Meet the Fellow: ESTHER VOLZ

This week, we hear from Esther Volz as she shares her experiences leading to her PhD and bit about her interests outside of science. She is doing her PhD in the R&D division of DSM, a Dutch-based multinational life and material science company.

What does your lab do? What is a brief description of the project you work on?
I started my PhD at the DSM Biotechnology Center in Delft (Netherlands) which is the R&D core facility for a broad range of life science products. My main objective within the MetaRNA network is to bridge the gap between ongoing research and industrial applications by developing molecular biosensors that can be directly applied to enhance industrial process performances. Since the development of such biosensors is pretty new to me I decided to start a first collaboration with the lab of Günter Mayer in Bonn where I am currently working on my first biosensor target, improving my table soccer skills and learning how to select an aptamer.


What is your background in science (and otherwise)? What led you to decide to do a PhD?
I studied bioengineering. That basically means that you learn how to convince all kind of microorganisms to do what you want them to do, e.g. to produce antibiotics, biopolymers, vaccines, yoghurt or (probably the most joyful example) alcohol. If you keep studying a bit longer you can learn even more fancy things, such as how to build nano-scale devices out of DNA, how to purify antibodies that potentially cure cancer and how to mimic human tissue so accurate so that even stem cells do not realize that they are outside the body.

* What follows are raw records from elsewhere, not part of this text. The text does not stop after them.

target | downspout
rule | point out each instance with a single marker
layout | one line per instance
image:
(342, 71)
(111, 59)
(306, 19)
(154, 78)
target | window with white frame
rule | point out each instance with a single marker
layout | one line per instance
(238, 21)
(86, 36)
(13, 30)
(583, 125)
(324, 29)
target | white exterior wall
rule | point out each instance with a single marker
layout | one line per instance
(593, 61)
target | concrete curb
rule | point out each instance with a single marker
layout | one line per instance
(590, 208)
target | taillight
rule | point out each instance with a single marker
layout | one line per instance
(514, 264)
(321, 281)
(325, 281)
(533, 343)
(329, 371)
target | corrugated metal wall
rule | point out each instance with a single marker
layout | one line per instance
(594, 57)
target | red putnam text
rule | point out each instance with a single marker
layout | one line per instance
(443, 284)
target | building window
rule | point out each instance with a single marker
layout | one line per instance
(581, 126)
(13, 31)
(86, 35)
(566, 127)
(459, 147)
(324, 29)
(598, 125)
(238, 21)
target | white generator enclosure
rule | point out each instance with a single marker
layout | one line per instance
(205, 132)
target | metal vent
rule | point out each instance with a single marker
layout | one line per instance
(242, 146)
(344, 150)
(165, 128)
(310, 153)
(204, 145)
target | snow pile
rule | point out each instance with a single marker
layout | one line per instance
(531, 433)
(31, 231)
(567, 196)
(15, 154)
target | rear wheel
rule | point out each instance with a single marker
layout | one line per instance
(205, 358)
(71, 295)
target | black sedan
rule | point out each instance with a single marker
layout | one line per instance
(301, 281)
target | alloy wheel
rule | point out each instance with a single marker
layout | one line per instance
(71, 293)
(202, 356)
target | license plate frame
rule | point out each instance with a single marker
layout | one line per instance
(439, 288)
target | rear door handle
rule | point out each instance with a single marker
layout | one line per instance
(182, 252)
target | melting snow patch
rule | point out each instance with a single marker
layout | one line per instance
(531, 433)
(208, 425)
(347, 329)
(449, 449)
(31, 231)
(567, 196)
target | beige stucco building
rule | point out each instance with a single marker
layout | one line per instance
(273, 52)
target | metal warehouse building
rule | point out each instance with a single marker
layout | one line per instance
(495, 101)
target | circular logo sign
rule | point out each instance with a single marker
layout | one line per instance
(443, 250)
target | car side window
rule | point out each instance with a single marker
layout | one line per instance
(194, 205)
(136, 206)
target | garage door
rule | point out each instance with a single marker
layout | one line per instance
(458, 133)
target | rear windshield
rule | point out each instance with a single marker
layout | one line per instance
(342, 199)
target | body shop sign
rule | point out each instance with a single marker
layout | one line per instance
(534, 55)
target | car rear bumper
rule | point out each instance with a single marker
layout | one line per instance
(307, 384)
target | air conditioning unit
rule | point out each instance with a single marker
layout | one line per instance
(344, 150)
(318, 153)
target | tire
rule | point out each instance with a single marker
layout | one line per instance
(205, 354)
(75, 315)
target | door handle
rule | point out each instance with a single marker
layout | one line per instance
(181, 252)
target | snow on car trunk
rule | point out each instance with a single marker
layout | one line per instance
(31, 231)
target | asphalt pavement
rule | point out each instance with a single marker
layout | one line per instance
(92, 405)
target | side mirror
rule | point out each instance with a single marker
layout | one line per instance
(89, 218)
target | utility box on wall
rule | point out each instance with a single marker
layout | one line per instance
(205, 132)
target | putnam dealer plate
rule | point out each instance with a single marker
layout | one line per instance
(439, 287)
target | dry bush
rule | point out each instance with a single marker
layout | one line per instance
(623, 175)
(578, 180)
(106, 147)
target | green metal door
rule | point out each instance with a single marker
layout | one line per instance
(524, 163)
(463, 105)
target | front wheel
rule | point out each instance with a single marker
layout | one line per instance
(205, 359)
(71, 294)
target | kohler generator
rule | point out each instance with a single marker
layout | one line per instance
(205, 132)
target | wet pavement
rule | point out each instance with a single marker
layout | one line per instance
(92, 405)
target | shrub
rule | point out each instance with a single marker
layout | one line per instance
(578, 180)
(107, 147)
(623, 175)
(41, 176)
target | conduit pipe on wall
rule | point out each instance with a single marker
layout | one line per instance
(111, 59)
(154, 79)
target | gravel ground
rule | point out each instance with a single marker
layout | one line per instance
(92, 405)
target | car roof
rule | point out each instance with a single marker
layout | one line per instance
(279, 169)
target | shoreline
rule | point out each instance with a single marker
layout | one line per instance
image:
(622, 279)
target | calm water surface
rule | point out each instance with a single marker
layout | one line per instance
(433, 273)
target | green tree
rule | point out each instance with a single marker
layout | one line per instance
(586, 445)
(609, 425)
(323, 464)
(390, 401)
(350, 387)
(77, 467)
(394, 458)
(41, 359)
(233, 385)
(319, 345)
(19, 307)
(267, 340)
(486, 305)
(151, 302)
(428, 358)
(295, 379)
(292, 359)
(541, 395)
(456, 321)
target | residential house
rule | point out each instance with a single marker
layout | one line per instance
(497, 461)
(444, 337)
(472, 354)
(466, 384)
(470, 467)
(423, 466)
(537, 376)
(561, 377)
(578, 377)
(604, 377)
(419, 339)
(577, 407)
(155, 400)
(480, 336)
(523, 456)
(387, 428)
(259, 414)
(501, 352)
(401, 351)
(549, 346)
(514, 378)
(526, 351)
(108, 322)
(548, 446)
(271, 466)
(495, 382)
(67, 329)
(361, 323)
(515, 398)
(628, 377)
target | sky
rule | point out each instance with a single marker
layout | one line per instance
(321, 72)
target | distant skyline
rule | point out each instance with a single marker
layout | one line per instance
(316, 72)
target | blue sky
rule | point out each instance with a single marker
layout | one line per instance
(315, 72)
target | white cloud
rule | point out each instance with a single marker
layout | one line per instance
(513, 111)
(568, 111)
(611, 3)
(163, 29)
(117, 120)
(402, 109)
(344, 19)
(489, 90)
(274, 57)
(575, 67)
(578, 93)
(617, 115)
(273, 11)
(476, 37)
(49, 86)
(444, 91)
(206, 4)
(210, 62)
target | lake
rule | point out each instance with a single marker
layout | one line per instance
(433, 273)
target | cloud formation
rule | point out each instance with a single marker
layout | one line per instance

It was due to those multiple opportunities that bioengineering offers that I decided to stay in research a bit longer and not to start working directly at a company. In my opinion a PhD should enable you to work independently on diverse challenging projects and should open many doors for future personal and scientific development.

An ITN is about international collaboration – what has your experience been so far in living in a country that is, perhaps, quite different from your own? What are some tips you would give to new PhD students (or students in general) who are moving to a different country?
My first – probably most obvious – tip: learn the language. It does not only help you to manage everyday life and to understand the way people think but understanding everyone around you will also help you to feel more confident and therefore more comfortable. My first experience in Holland? There’s always time for a coffee and a ‘lekker kroketje’ (fried roll containing a goulash type meat sludge – really tasty!).

It hasn’t been that long since we were interviewing for PhDs; what are some pointers you would give to students looking for a PhD to do during their undergraduate or Master’s?
Pick out research topics that appear incredibly interesting to you. Make up your mind if you really want to leave your country and friends behind to go abroad. Meet the group you are going to work with and see if you like them and their working style. In my opinion getting along with your working fellows is half the battle.

What are your short-term and long-term career goals (aka, what do you want to be “when you grow up” 😉 )?
Short-term: Master my PhD.

Long-term: To work on/manage exciting R&D projects which strive to change the world for the better! Or open my own organic brewery (plan B).   

What do you like to do for fun (outside of science, of course)?
I love to go backpacking around the globe and all kinds of sports that include a mountain or (since I recently moved to the Netherlands) are at least outdoors. If the weather is bad I also enjoy indoor climbing, good wine, impressionistic art, reading crime novels and sauna.

What is your favorite food?
Käsespätzle. Or more general: everything containing cheese. The more the better!